Mic Bowman
Senior Principal Engineer, Intel Labs
Talk title
Multi-party Governance through Confidential Smart Contracts
Abstract
Governance in multi-party systems such as federated AI is often a complex mix of bi-lateral contracts, institutional trust and social relationships. While decades of medical research demonstrates that such systems can work, the cost and complexity dramatically limit
scale and impact. Working with Medperf, an open benchmarking platform for federated evaluation of medical AI models on private datasets, we developed a governance framework that embeds policy enforcement directly into the benchmarking workflow using TEE-based, confidential smart contracts. Binding data usage policies to isolated task executions allows data owners to maintain control over use of their assets even when they move outside of physical or administrative control. This approach turns out to be useful for solving other multi-party governance problems (e.g. trust networks for decentralized identity, verifiable software supply chain...).
Bio
Mic Bowman is a senior principal engineer in the Security Solutions Lab in Intel.
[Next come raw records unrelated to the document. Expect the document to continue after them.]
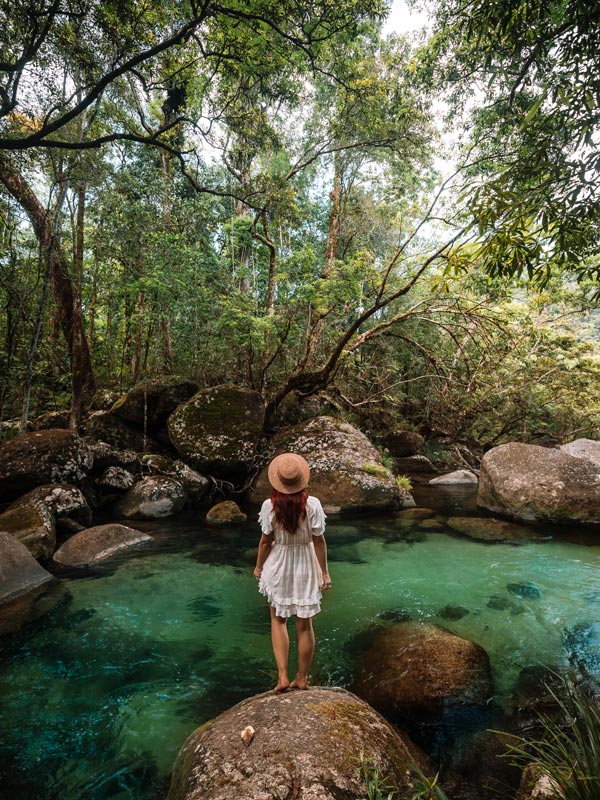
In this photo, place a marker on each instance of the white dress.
(291, 577)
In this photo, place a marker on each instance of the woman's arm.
(321, 551)
(264, 548)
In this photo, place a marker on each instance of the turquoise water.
(97, 697)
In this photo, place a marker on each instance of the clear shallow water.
(97, 697)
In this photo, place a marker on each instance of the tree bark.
(69, 312)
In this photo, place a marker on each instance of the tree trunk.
(69, 312)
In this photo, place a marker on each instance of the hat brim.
(289, 488)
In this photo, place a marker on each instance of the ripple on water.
(102, 692)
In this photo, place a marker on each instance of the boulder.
(306, 746)
(491, 530)
(400, 443)
(529, 482)
(20, 573)
(346, 469)
(224, 513)
(116, 479)
(415, 670)
(414, 465)
(218, 431)
(583, 448)
(154, 401)
(459, 476)
(104, 455)
(30, 460)
(61, 500)
(22, 580)
(107, 427)
(29, 521)
(197, 486)
(97, 544)
(152, 498)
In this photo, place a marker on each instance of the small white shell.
(247, 734)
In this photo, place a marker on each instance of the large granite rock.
(529, 482)
(109, 428)
(306, 746)
(412, 671)
(218, 430)
(29, 521)
(583, 448)
(61, 500)
(104, 455)
(22, 581)
(152, 498)
(53, 456)
(20, 573)
(154, 400)
(97, 544)
(345, 468)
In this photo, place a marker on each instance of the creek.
(98, 695)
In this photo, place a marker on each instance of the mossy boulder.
(22, 579)
(30, 460)
(218, 431)
(225, 513)
(108, 427)
(30, 522)
(153, 497)
(529, 482)
(97, 544)
(153, 400)
(415, 671)
(105, 455)
(346, 472)
(306, 745)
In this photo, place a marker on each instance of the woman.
(292, 563)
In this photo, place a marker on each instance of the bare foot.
(299, 683)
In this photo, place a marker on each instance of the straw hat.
(289, 473)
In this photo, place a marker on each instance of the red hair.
(289, 509)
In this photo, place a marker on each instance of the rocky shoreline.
(165, 446)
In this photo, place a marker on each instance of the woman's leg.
(281, 649)
(306, 648)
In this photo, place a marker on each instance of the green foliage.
(568, 749)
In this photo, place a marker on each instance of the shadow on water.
(99, 694)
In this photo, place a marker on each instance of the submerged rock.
(414, 670)
(491, 530)
(459, 476)
(218, 430)
(224, 513)
(529, 482)
(153, 497)
(346, 469)
(97, 544)
(33, 459)
(306, 746)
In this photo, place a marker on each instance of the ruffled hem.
(289, 607)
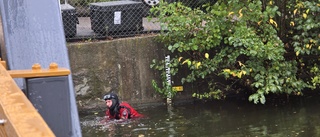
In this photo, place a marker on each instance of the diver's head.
(112, 100)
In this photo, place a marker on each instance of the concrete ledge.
(121, 65)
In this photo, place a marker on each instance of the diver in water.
(117, 110)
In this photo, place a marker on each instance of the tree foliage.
(263, 46)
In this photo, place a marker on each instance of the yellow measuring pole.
(18, 117)
(36, 71)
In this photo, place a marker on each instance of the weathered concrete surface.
(122, 66)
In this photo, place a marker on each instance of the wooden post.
(18, 117)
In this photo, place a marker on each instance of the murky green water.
(215, 119)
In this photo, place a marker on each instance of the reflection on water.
(223, 118)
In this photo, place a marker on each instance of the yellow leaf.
(304, 15)
(240, 13)
(292, 23)
(295, 11)
(206, 55)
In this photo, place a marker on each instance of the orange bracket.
(36, 71)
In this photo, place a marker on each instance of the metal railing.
(92, 19)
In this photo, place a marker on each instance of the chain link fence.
(96, 19)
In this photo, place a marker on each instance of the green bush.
(262, 46)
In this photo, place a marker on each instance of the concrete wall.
(122, 66)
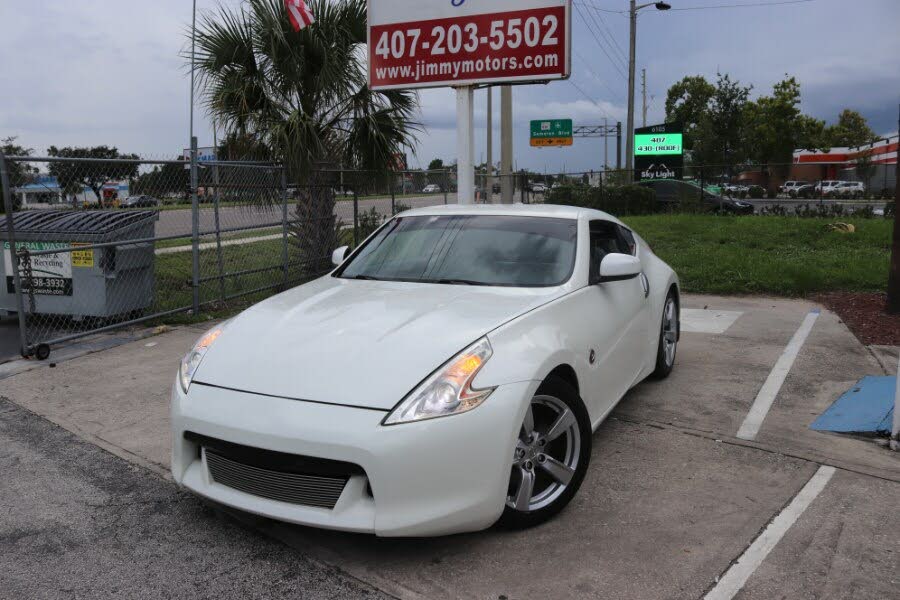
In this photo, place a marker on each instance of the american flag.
(299, 14)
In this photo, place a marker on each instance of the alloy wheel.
(546, 455)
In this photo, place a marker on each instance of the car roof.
(520, 210)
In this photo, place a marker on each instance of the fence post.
(219, 260)
(24, 350)
(391, 178)
(284, 225)
(355, 218)
(195, 231)
(524, 184)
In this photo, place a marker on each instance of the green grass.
(782, 256)
(238, 235)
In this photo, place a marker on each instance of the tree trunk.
(316, 230)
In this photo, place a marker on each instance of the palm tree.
(305, 96)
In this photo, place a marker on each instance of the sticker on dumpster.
(51, 274)
(82, 258)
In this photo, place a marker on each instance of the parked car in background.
(429, 416)
(791, 186)
(674, 194)
(849, 190)
(142, 201)
(825, 188)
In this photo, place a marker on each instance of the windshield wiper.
(364, 278)
(455, 281)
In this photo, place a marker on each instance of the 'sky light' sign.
(437, 43)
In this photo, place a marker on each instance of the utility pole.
(629, 132)
(489, 185)
(629, 141)
(465, 147)
(644, 97)
(605, 145)
(893, 306)
(506, 142)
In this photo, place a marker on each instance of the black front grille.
(307, 490)
(304, 480)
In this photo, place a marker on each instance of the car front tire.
(668, 337)
(550, 458)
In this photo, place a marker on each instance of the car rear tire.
(551, 456)
(669, 332)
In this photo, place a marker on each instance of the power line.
(599, 43)
(594, 102)
(596, 15)
(711, 7)
(601, 79)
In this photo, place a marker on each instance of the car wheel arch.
(566, 373)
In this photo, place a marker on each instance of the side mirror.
(338, 256)
(618, 267)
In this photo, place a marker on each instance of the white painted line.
(768, 392)
(208, 245)
(696, 320)
(736, 576)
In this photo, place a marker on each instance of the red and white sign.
(438, 43)
(299, 14)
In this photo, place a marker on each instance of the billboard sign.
(554, 132)
(658, 152)
(439, 43)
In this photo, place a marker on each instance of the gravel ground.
(864, 314)
(77, 522)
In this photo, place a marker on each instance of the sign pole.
(506, 143)
(465, 145)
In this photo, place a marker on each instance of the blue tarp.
(868, 407)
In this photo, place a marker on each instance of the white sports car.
(447, 375)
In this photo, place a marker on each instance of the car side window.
(605, 238)
(628, 239)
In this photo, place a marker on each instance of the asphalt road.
(178, 222)
(78, 522)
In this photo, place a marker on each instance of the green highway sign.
(552, 132)
(657, 144)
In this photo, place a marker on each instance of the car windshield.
(469, 250)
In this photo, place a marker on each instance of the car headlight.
(447, 391)
(192, 359)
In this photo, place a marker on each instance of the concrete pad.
(118, 398)
(843, 546)
(717, 377)
(698, 320)
(660, 515)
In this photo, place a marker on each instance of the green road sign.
(553, 132)
(657, 144)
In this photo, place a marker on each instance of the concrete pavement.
(80, 523)
(672, 496)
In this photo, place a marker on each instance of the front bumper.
(435, 477)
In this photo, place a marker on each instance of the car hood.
(357, 343)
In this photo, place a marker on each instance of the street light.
(629, 133)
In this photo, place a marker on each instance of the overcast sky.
(109, 71)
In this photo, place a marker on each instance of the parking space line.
(736, 576)
(767, 393)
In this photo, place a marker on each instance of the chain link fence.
(94, 245)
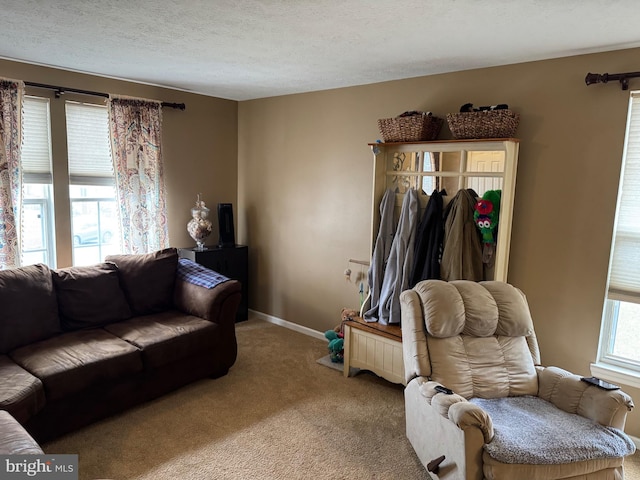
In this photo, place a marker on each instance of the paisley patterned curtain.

Mic has spent over 25 years working on large-scale databases and distributed systems. He joined Intel Labs in 1999 to work on Internet services for search. While at Intel, He developed scalable game technologies, personal information retrieval applications, context-based communication systems, and middleware services for mobile applications. In addition, he led the team that built and deployed the first version of PlanetLab, a global testbed for networking research (awarded Scientific Americans Top 50 technologies in 2003). More recently he served as a member of the Hyperledger Technical Steering Committee for several years contributing to various aspects of architecture definition and evaluation of technologies for privacy and confidentiality. He is currently working on methods for improving the security, scalability, and privacy of blockchains and distributed ledgers. He received his Ph.D. in Computer Science from the University of Arizona.